Tim Erlin, vice president of product management and strategy for Tripwire, says this latest capability being added to the Tripwire for DevOps portfolio will make it easier for organizations to leverage a set of software-as-a-service (SaaS) tools to enable organizations to secure containers as part of an integrated DevOps process for building and deploying containerized applications. Those existing Tripwire services scan container images and container registries for vulnerabilities.
Tripwire is making the case for managing container security as an extension of the security and compliance tools it already provides. Rather then requiring organizations to acquire and master an entirely separate set of tools, Tripwire contends most organizations will need to ensure security and compliance across both existing legacy applications as well as emerging cloud-native applications based on containers.
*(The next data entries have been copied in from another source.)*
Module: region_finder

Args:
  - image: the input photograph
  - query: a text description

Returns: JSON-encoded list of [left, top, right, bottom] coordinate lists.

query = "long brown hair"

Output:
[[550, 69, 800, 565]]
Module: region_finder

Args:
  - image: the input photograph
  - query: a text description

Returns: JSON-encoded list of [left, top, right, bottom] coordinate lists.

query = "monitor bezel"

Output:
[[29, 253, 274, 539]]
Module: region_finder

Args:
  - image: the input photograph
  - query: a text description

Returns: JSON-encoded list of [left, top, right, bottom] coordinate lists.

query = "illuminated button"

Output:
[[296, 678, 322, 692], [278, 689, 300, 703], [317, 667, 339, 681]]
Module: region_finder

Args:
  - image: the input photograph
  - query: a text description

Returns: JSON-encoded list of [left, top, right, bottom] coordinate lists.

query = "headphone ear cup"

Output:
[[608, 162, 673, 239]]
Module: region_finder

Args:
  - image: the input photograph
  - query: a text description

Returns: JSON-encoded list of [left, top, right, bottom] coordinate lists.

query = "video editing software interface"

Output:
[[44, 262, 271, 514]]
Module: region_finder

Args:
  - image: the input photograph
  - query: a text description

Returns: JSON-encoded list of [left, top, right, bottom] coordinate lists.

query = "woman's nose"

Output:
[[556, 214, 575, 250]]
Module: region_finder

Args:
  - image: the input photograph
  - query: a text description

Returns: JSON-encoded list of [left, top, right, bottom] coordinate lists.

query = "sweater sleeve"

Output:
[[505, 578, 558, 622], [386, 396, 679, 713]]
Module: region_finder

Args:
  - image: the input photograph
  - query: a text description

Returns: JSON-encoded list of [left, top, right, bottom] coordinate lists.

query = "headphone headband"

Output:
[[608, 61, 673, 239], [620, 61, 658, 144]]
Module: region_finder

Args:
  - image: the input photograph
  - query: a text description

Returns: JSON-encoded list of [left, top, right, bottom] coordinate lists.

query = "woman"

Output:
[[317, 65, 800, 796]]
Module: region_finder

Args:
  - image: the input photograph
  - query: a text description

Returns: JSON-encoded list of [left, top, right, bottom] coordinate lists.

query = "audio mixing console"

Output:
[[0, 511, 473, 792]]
To further that latter end, Tripwire for DevOps has been integrated with Jenkins and TeamCity continuous integration/continuous development (CI/CD) tools and is compatible with all Docker v2 repositories. There’s also a REST application programming interface (API) and command line interface for DevOps engineers to write custom integrations.
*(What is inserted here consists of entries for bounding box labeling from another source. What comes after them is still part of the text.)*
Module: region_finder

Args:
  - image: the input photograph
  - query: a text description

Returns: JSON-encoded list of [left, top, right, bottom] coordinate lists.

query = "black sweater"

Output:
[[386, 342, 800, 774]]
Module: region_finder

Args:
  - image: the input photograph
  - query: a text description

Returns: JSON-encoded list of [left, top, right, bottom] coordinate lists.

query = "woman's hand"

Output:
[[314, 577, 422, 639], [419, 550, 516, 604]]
Erlin says configuration assessment has proved to be especially problematic because cyber criminals have become especially adept at looking for misconfigurations they can exploit. In fact, the primary root cause of most cloud security issues is attributable to one degree or another to a configuration issue. Tripwire is now trying to make container configuration assessment a security gate within any DevOps process, he notes, noting that establishing those gates is a critical element of extending those processes into the realm of DevSecOps. In fact, Erlin says instituting those processes is much simpler when the tools required are made available as a set of SaaS applications that can be accessed from anywhere.
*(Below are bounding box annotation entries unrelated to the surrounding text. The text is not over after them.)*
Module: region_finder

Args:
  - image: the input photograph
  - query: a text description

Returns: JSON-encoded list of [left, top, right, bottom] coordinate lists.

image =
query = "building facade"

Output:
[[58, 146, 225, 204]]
Unfortunately, most adoption of DevSecOps processes is nascent at best. A report published earlier this year by Tripwire notes almost two-thirds of the organizations admit they do not use hardening benchmarks, such as the Center for Internet Security (CIS) or Defense Information Systems Agency (DISA) guidelines, to even establish a cybersecurity baseline.
Of course, the rate at which IT organizations are adopting containers may soon more the DevSecOps issue. Existing cybersecurity tools are a lot more focused on trying to secure IT environments after an application has been deployed. The rate at which containerized applications are deployed and updated far exceeds the capabilities of most cybersecurity teams to keep pace. To compensate for that issue without slowing down the rate at which applications are developed and deployed, many organizations will need to shift responsibility for implementing security and compliance controls on to the shoulders of developers. Those developers, however, still need to be educated on what controls need to be implemented when.
Naturally, it’s going to take a while for most organizations to make that transition. But given all that’s at stake, making that shift has become an absolute requirement.